Principles based approach a ‘huge shift’ for advice profession
Moving to a principles based approach will help reduce the legislative complexity around advice but the transition for advisers may be challenging initially, says BT.
In the recent proposals paper released last month, the Quality of Advice Review made a number of proposed changes aimed at creating a principles based regulatory regime.
The paper stated that this would mean fewer defined terms, less prescription and more flexibility so that what is required by law adjusts to the circumstances.
Speaking in a recent SMSF Adviser Show podcast, BT head of financial literacy and advocacy Bryan Ashenden said with a principles based approach there shouldn’t be as much need for complex legislation.
“A principles based approach is about what the intent is and advisers operating in line with that intent,” explained Mr Ashenden.

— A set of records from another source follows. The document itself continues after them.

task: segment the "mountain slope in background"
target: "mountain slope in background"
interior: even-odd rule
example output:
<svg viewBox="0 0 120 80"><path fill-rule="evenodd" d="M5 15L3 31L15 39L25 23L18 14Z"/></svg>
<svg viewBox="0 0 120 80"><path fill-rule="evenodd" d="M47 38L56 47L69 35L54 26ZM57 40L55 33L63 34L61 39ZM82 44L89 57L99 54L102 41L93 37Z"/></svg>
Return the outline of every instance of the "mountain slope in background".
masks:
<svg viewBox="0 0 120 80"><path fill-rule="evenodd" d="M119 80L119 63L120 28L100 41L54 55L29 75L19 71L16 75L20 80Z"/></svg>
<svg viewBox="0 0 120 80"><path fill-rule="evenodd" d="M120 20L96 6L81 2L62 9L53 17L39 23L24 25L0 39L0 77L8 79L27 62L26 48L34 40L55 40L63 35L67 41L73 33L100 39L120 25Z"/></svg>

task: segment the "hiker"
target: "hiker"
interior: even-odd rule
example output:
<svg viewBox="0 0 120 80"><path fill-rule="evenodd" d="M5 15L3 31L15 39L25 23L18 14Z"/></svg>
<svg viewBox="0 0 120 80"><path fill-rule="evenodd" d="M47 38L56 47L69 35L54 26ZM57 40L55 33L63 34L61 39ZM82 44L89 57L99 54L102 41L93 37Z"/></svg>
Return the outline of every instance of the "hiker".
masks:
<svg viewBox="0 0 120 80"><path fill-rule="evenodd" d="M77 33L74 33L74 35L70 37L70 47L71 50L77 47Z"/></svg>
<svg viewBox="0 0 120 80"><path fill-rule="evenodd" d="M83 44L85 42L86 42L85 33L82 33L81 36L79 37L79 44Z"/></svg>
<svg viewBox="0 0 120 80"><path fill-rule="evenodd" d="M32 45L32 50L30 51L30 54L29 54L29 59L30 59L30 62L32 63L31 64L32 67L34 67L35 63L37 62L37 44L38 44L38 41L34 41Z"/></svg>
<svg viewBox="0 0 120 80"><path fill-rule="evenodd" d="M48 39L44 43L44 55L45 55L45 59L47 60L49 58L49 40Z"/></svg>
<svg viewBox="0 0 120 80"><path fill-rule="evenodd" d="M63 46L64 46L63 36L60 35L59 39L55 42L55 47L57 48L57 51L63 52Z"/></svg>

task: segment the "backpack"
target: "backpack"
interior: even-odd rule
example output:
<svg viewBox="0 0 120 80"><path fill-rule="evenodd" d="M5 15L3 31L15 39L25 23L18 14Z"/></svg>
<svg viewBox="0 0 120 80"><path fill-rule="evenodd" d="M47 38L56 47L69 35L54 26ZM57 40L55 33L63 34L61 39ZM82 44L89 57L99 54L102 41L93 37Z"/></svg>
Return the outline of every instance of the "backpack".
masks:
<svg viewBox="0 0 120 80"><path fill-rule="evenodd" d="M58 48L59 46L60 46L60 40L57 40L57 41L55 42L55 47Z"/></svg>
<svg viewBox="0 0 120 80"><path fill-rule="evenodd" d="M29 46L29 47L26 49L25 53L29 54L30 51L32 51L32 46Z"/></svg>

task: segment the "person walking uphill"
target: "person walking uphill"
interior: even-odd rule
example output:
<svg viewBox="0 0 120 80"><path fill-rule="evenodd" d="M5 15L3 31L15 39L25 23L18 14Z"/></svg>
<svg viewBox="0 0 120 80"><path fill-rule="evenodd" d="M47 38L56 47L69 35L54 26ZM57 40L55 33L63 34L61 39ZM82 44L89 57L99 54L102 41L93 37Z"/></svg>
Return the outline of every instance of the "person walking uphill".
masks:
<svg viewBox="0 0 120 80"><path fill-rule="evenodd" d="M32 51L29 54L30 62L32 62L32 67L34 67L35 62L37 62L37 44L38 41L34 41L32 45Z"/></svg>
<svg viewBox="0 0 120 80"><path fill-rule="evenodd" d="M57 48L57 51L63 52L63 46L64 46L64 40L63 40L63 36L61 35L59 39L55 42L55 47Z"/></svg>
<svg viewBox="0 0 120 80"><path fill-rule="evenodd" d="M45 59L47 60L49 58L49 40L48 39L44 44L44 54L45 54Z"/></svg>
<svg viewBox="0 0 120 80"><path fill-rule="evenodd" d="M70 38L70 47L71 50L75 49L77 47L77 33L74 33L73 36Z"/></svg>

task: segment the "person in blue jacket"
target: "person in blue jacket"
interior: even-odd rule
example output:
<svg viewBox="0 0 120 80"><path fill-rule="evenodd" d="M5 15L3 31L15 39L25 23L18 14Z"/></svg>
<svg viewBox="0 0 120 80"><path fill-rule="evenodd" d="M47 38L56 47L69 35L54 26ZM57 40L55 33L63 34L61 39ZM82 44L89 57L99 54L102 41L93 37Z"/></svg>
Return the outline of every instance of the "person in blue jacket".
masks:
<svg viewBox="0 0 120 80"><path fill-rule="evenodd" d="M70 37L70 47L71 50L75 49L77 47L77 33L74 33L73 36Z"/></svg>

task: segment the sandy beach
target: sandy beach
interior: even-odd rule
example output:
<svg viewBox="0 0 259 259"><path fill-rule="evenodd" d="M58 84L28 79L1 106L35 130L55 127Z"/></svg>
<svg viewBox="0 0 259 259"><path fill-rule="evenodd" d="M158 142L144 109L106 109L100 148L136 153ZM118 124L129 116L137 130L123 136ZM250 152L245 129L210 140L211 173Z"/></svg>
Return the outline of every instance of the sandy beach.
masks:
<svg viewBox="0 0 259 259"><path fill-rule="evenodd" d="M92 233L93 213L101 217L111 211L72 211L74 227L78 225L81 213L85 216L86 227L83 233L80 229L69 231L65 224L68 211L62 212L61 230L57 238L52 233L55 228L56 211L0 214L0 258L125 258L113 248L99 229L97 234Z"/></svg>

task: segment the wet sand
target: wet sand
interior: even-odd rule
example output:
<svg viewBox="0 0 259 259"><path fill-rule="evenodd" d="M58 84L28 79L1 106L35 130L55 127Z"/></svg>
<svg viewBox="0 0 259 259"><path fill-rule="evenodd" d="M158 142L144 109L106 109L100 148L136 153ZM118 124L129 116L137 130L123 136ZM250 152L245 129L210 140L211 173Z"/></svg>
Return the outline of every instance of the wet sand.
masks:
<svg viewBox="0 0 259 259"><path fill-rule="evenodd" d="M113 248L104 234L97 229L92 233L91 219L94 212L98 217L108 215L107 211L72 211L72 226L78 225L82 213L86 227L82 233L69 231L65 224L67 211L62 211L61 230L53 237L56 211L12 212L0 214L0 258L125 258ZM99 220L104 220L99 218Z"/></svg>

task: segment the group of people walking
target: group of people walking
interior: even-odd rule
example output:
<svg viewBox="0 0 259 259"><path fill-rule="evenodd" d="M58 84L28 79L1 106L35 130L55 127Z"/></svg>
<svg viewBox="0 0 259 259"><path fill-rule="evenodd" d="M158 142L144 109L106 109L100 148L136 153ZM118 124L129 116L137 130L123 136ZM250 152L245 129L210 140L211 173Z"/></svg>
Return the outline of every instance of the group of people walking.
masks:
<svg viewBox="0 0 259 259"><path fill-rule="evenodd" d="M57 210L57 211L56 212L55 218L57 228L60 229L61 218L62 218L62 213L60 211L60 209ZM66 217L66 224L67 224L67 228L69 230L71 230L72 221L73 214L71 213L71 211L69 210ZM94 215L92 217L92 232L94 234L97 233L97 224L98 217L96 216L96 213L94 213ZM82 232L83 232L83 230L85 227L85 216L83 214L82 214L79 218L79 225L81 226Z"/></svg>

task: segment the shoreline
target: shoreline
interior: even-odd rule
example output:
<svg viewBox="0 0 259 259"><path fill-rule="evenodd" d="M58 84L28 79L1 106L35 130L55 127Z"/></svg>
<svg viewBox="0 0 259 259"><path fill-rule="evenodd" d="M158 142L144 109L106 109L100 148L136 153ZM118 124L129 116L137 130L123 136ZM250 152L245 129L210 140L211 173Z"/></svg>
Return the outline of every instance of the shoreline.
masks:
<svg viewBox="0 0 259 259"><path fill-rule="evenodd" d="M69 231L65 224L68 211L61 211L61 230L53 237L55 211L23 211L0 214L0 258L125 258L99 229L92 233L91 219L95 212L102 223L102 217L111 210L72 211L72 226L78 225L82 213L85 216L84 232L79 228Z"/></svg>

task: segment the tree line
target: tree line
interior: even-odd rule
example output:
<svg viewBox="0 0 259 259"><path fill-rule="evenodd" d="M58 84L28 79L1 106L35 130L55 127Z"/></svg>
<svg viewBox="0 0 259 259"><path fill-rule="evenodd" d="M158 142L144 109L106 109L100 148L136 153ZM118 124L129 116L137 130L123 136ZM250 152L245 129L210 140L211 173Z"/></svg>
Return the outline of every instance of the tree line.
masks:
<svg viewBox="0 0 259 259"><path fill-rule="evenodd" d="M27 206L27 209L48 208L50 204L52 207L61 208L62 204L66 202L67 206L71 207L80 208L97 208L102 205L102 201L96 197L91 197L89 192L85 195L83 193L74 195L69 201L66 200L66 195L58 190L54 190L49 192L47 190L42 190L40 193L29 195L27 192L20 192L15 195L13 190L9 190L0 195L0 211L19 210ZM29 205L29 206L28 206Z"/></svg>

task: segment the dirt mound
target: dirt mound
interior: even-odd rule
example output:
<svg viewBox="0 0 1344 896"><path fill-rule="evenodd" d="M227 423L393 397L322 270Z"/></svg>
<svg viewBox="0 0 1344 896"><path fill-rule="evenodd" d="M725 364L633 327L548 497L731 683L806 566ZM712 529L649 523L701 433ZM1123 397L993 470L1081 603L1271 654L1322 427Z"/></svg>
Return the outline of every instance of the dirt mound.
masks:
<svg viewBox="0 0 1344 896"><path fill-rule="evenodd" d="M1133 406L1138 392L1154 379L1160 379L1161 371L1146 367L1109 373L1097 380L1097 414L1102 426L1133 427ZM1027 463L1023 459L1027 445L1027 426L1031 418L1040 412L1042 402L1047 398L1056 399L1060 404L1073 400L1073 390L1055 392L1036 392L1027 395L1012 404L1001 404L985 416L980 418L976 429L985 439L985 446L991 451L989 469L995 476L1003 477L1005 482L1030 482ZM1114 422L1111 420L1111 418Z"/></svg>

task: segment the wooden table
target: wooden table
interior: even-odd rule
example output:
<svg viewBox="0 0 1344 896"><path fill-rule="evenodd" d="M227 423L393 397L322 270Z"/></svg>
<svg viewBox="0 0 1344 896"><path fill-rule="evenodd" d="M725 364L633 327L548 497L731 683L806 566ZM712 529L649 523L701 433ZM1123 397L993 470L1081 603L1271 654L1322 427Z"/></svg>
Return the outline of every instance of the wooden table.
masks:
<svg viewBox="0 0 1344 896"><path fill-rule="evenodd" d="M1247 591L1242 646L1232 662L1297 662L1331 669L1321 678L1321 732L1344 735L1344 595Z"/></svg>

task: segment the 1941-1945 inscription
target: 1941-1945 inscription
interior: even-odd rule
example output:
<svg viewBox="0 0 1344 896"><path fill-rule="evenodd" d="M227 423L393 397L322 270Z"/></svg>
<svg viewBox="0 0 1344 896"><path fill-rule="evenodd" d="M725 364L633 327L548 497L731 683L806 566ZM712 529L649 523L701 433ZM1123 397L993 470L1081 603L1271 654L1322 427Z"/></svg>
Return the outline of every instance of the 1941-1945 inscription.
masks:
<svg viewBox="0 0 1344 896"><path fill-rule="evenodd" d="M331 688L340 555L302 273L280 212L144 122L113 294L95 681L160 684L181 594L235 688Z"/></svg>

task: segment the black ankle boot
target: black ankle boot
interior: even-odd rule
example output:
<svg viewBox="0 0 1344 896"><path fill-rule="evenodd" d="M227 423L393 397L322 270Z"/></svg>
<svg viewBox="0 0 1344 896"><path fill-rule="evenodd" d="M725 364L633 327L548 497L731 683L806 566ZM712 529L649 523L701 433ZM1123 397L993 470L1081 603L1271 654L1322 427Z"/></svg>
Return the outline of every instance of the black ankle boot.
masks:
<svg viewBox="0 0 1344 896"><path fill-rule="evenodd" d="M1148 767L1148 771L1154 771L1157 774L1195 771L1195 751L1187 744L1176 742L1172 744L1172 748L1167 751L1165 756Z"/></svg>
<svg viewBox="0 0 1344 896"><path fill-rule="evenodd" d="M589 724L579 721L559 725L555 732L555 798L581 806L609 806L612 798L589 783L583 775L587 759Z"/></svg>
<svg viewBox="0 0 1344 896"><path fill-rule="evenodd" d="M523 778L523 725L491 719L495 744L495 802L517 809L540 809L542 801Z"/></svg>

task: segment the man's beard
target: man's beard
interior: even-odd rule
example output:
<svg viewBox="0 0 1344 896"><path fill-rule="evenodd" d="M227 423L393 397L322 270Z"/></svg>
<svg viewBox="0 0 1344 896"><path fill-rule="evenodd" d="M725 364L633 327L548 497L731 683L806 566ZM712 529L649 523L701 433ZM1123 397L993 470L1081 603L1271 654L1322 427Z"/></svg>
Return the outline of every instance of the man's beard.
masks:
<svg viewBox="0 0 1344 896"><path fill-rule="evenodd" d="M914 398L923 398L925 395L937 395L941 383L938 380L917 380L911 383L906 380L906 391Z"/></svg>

“[However], it will take time for people to get used to what it looks like and work out how they navigate through that and actually get comfortable. It’s going to take time and it will feel challenging at first.”
For many advisers, Mr Ashenden said this change will represent a “huge shift”.
“Some advisers have gotten used to the largely black and white nature of prescriptive legislation,” he noted.
“We need to remember though that its not completely new with the code of ethics for advisers having now been in place for over two years now. The code of ethics is 12 principles and when you look at the standards they are are principles based.”
While there was some initial struggles when the code of ethics was introduced, Mr Ashenden said advisers over time have become more accepting and understanding around the concept of intent.
“I think that’s the same thing advisers will face here [if its implemented]. There will be difficulties in trying to navigate that,” he said.
Mr Ashenden noted that it could be a few years before any actual legislation comes out of these proposals so advisers will have had time to get used to operating in a principles based environment and understanding how that actually operates.
“What it does to a very large extent, like the code of ethics, is saying you’re a professional, as an adviser use your professional judgement as to what is required,” he said.